Kandil HDP’nin üstündedir

Tarih 22 Temmuz 2015. Şanlıurfa’nın Ceylanpınar ilçesinde evlerinde uyuyan iki polis memuru 24 yaşındaki Feyyaz Yumuşak ile 25 yaşındaki Okan Uçar PKK’lı teröristler tarafından katledildi. Bu cinayet, terör örgütünün bir süreliğine ara verdiği cinayetler silsilesini tekrar başlattı. Bu katliamla “barış süreci”nde alınan sözde eylemsizlik fiilen bitti ve örgüt yeni bir stratejiyle terörü dağlardan şehirlere yaydı. Suriye’de ilan ettiği kantonlarıyla şehir yönetim pratiği kazanan PKK artık Suriye kuzeyindeki koridoru Türkiye’ye doğru genişletmeye çalışacaktı.

Tünelde silah taşıdılar

Bu noktada tüm ülkede umutları yeşerten ve toplumda büyük bir karşılık bulan barış sürecinin terör örgütü tarafından istismar edildiği anlaşıldı. Barış süreci devam ederken PKK, Suriye’de PYD veya SDG adı altında uluslararası askeri koalisyondan aldığı silahları, sınırın geçişkenliğinin avantajları kullanarak Türkiye’ye taşımıştı. Roketatarlar, mayınlar, gelişmiş piyade tüfekleri ve dahası… Bazen Suriye-Türkiye boyunca kazılan tünellerle, bazen sınır telleri aşındırılarak, bazen dağ-tepe aşılarak Türkiye’ye getirilen bu silahların çoğunda, PKK’nın Suriye kolu PYD’nin silahlı yapılanması YPG çıkartmaları vardı. Düzinelerce silah ve bomba Sur’da, Nusaybin’de, Cizre’de, Hakkari’de depolanmıştı.

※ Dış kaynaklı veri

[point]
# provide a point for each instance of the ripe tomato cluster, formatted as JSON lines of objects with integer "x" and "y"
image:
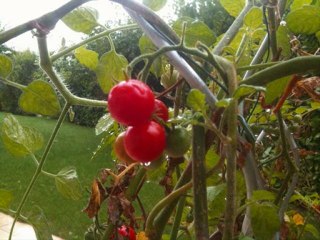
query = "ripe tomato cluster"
{"x": 132, "y": 104}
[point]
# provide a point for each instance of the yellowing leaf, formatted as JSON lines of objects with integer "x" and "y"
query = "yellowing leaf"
{"x": 5, "y": 66}
{"x": 233, "y": 7}
{"x": 110, "y": 68}
{"x": 141, "y": 236}
{"x": 87, "y": 57}
{"x": 39, "y": 97}
{"x": 82, "y": 19}
{"x": 253, "y": 18}
{"x": 298, "y": 219}
{"x": 19, "y": 140}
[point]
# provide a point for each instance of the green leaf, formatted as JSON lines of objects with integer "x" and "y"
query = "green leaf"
{"x": 275, "y": 89}
{"x": 283, "y": 41}
{"x": 262, "y": 195}
{"x": 155, "y": 5}
{"x": 111, "y": 67}
{"x": 253, "y": 18}
{"x": 68, "y": 184}
{"x": 196, "y": 100}
{"x": 82, "y": 19}
{"x": 313, "y": 230}
{"x": 211, "y": 157}
{"x": 5, "y": 66}
{"x": 233, "y": 7}
{"x": 104, "y": 123}
{"x": 6, "y": 198}
{"x": 216, "y": 200}
{"x": 40, "y": 98}
{"x": 195, "y": 31}
{"x": 301, "y": 110}
{"x": 318, "y": 36}
{"x": 299, "y": 3}
{"x": 87, "y": 57}
{"x": 245, "y": 90}
{"x": 18, "y": 140}
{"x": 146, "y": 46}
{"x": 315, "y": 105}
{"x": 40, "y": 224}
{"x": 265, "y": 221}
{"x": 224, "y": 102}
{"x": 305, "y": 20}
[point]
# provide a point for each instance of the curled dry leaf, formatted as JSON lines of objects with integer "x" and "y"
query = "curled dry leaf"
{"x": 98, "y": 195}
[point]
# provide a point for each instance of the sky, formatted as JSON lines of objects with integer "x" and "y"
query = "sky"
{"x": 15, "y": 12}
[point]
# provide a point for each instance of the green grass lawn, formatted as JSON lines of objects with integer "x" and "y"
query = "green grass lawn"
{"x": 73, "y": 147}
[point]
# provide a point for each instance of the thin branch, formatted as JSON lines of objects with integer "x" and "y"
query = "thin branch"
{"x": 46, "y": 66}
{"x": 44, "y": 23}
{"x": 90, "y": 39}
{"x": 232, "y": 30}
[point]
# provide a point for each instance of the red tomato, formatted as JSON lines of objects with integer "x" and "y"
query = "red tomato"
{"x": 131, "y": 102}
{"x": 161, "y": 110}
{"x": 145, "y": 143}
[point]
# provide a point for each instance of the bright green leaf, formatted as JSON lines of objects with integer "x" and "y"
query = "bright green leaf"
{"x": 313, "y": 230}
{"x": 216, "y": 200}
{"x": 82, "y": 19}
{"x": 40, "y": 224}
{"x": 299, "y": 3}
{"x": 6, "y": 198}
{"x": 155, "y": 5}
{"x": 87, "y": 57}
{"x": 275, "y": 89}
{"x": 110, "y": 68}
{"x": 262, "y": 195}
{"x": 195, "y": 31}
{"x": 253, "y": 18}
{"x": 146, "y": 46}
{"x": 211, "y": 158}
{"x": 196, "y": 100}
{"x": 265, "y": 220}
{"x": 245, "y": 90}
{"x": 225, "y": 102}
{"x": 305, "y": 20}
{"x": 5, "y": 66}
{"x": 68, "y": 184}
{"x": 233, "y": 7}
{"x": 283, "y": 41}
{"x": 104, "y": 123}
{"x": 315, "y": 105}
{"x": 39, "y": 97}
{"x": 18, "y": 140}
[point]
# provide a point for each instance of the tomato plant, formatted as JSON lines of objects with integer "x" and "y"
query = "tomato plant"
{"x": 131, "y": 102}
{"x": 145, "y": 143}
{"x": 161, "y": 110}
{"x": 178, "y": 142}
{"x": 120, "y": 151}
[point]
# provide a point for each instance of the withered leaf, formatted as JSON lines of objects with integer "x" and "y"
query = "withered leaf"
{"x": 114, "y": 209}
{"x": 98, "y": 195}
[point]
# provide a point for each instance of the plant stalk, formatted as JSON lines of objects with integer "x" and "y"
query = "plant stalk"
{"x": 199, "y": 183}
{"x": 40, "y": 166}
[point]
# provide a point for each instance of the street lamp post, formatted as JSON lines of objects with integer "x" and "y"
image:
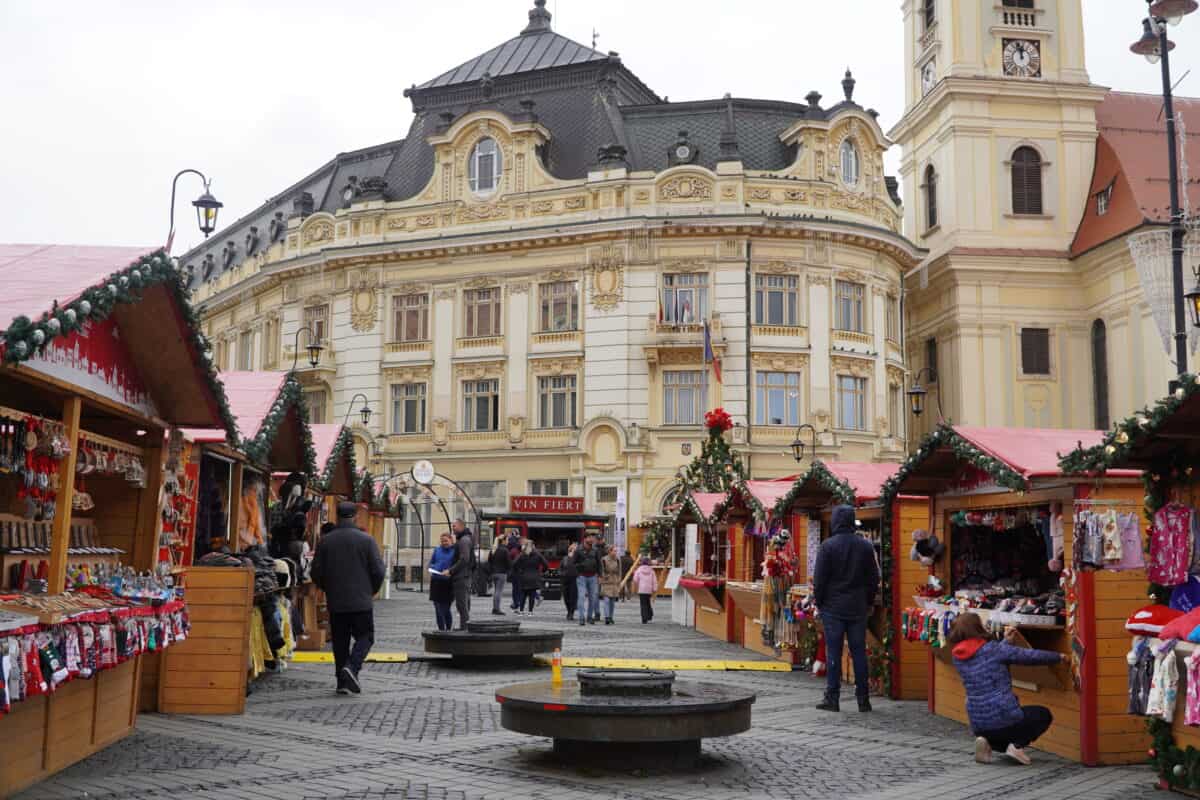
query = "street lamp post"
{"x": 207, "y": 208}
{"x": 1155, "y": 46}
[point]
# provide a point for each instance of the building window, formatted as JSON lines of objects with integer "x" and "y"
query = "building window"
{"x": 485, "y": 167}
{"x": 850, "y": 316}
{"x": 777, "y": 300}
{"x": 246, "y": 350}
{"x": 892, "y": 306}
{"x": 1026, "y": 181}
{"x": 849, "y": 163}
{"x": 481, "y": 404}
{"x": 550, "y": 487}
{"x": 777, "y": 398}
{"x": 1101, "y": 373}
{"x": 930, "y": 198}
{"x": 1036, "y": 350}
{"x": 852, "y": 403}
{"x": 556, "y": 402}
{"x": 411, "y": 318}
{"x": 683, "y": 397}
{"x": 895, "y": 410}
{"x": 316, "y": 319}
{"x": 316, "y": 401}
{"x": 684, "y": 298}
{"x": 606, "y": 494}
{"x": 559, "y": 306}
{"x": 408, "y": 408}
{"x": 483, "y": 312}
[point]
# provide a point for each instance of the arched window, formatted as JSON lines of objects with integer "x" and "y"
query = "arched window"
{"x": 930, "y": 197}
{"x": 1026, "y": 181}
{"x": 849, "y": 163}
{"x": 1101, "y": 373}
{"x": 485, "y": 167}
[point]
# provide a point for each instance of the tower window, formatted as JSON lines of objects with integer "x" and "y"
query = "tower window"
{"x": 930, "y": 197}
{"x": 1026, "y": 181}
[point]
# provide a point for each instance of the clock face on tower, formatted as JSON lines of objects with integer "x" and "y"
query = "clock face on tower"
{"x": 1023, "y": 59}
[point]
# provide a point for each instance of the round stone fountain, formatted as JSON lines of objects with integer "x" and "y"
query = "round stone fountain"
{"x": 492, "y": 641}
{"x": 627, "y": 717}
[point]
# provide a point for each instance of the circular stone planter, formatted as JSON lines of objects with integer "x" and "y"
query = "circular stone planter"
{"x": 491, "y": 639}
{"x": 627, "y": 717}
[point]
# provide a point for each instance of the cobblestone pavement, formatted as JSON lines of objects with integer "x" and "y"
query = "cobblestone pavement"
{"x": 430, "y": 732}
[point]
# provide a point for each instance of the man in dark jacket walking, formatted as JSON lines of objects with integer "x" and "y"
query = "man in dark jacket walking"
{"x": 462, "y": 570}
{"x": 844, "y": 585}
{"x": 349, "y": 570}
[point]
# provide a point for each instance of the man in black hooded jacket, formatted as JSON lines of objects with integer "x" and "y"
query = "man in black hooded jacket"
{"x": 844, "y": 585}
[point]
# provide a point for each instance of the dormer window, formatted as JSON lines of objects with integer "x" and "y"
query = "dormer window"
{"x": 484, "y": 168}
{"x": 849, "y": 163}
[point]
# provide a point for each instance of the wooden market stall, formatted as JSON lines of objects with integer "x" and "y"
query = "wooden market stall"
{"x": 809, "y": 507}
{"x": 101, "y": 359}
{"x": 1020, "y": 549}
{"x": 232, "y": 605}
{"x": 1162, "y": 441}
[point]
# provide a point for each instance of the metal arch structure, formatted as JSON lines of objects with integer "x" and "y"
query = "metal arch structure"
{"x": 402, "y": 481}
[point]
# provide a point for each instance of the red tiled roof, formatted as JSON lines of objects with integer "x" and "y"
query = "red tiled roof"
{"x": 1033, "y": 452}
{"x": 1131, "y": 155}
{"x": 865, "y": 477}
{"x": 35, "y": 276}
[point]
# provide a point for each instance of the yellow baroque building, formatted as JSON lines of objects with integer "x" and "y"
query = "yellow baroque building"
{"x": 1023, "y": 180}
{"x": 521, "y": 284}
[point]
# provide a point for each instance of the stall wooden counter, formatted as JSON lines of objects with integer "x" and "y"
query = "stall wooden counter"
{"x": 109, "y": 355}
{"x": 1009, "y": 479}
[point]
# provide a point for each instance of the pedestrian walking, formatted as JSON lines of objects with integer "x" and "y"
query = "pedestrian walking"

Silahları vekil aracında sevkettiler

O silahlardan bazıları bizzat milletvekilleri tarafından taşındı. Kobani’nin sınır komşusu Suruç’a gelen PKK’lı teröristler, HDP’li Faysal Sarıyıldız tarafından karşılandı ve hem bu teröristler hem de beraberinde getirdikleri silahlar Sarıyıldız’ın makam aracıyla Türkiye’nin içine getirildi. Bunun ortaya çıkmasının ardından silah sevkiyatçısı Sarıyıldız ortadan kayboldu. Şu an yurtdışında yaşıyor.

2015 Ağustos’unda harekete geçtiler

Masaya atılan tekmenin ardından, Ağustos 2015’e gelindiğinde, terör örgütü ülkeyi kan gölüne çevirecek planın ilk adımını attı. PKK terör örgütünün çatı yapılanması KCK bir bildiri hazırlayarak, “Kürdistan halkı için öz yönetimden başka bir seçenek kalmamıştır” dedi. Bu bildirinin ardından Hakkari, Batman, Yüksekova, Varto, Bulanık, Edremit, İpekyolu, Sur, Silvan, Doğubeyazıt, Hizan gibi ilçelerde PKK’nın “öz yönetim” kurduğu ilan edildi. İşte şu meşhur hendekleri doğuran süreç buydu. Sözde öz yönetim sınırlarını bu hendekler oluşturuyordu. PKK’lı teröristler sadece hendek kazmakla kalmamış, halkın evlerine yerleşmiş, bu evleri mevzi haline getirmiş ve tüneller kazmıştı. Bu haydutluk binlerce sivilin göç etmesine ve bölgede bir insani krizin yaşanmasına da neden oldu. PKK Kürt halkını evsiz de bıraktı. Bu olaylar, HDP’nin yüzde 13.1 aldığı 7 Haziran seçim sonuçlarından hemen sonraya denk geldi. HDP o seçimlerde aslında yaklaşan bu çalışmaların işaretlerini vermişti. Musluklardan kan akan afişler Güneydoğu şehirlerindeki billboardlara asılmıştı. Söylemler ise oldukça provakatifti. Ancak kimse bunun, iki ay sonra yaşanacak çatışma sürecinin başlama vuruşu olduğunu düşünmedi.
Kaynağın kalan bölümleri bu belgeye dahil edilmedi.